Paying to get to the new Enterprise Architecture

I need to rant.  I ran across an article on the IASA web site that provides tips for knowing if your Enterprise Architecture is mature.  One of the tips asks "If you have a bunch of architecture projects defined, do you have a process for getting them funded..."

Huh?  Since when is Architecture a "bunch of projects?"  Yes, you need a project to collect the strategic requirements and to create the high-level systems architecture, future-state application portfolio, and migration plans.  However, after that, is it really a "string of architecture projects" to move to the new plan? 

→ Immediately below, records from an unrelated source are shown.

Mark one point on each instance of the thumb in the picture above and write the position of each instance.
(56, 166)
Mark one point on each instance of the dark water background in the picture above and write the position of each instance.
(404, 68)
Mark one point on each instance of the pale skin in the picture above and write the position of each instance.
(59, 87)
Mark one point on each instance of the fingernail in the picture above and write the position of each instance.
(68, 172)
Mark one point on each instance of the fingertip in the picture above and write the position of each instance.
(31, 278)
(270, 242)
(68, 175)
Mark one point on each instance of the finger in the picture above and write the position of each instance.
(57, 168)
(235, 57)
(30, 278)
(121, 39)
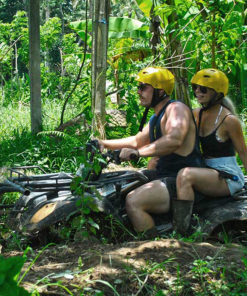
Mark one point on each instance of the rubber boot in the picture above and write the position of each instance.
(181, 215)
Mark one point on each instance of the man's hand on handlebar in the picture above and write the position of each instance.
(129, 154)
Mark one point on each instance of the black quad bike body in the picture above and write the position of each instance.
(47, 199)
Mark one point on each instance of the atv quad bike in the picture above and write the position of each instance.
(47, 199)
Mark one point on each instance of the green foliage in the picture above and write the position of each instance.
(9, 272)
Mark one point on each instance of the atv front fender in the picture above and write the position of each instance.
(214, 217)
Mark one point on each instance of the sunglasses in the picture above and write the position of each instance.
(142, 86)
(203, 89)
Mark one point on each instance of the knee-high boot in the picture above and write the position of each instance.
(181, 215)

Yes, there are projects needed to change code to more to a new structure.  Yes, those changes cost money.  Yes, someone has to pony up that cash.  However, if your architecture doesn't actually deliver any value, on a project by project basis, why are you doing it? 

If your architectural change delivers value, then you can justify that value as 'changing the app to reduce the cost of owning it.' 

If the cost of the change exceeds the value in the short term, perhaps your migration plans show that the app doesn't adopt the new architecture until a business-driven change is actually required.

It is not wrong to migate to an architecture slowly, over time.  Time can be your friend.  You get better at delivering value on the architecture, and the team gets better at using the architecture, and risks associated with adopting the architecture are minimized. 

And you don't need to go to the CIO and beg for millions... honest.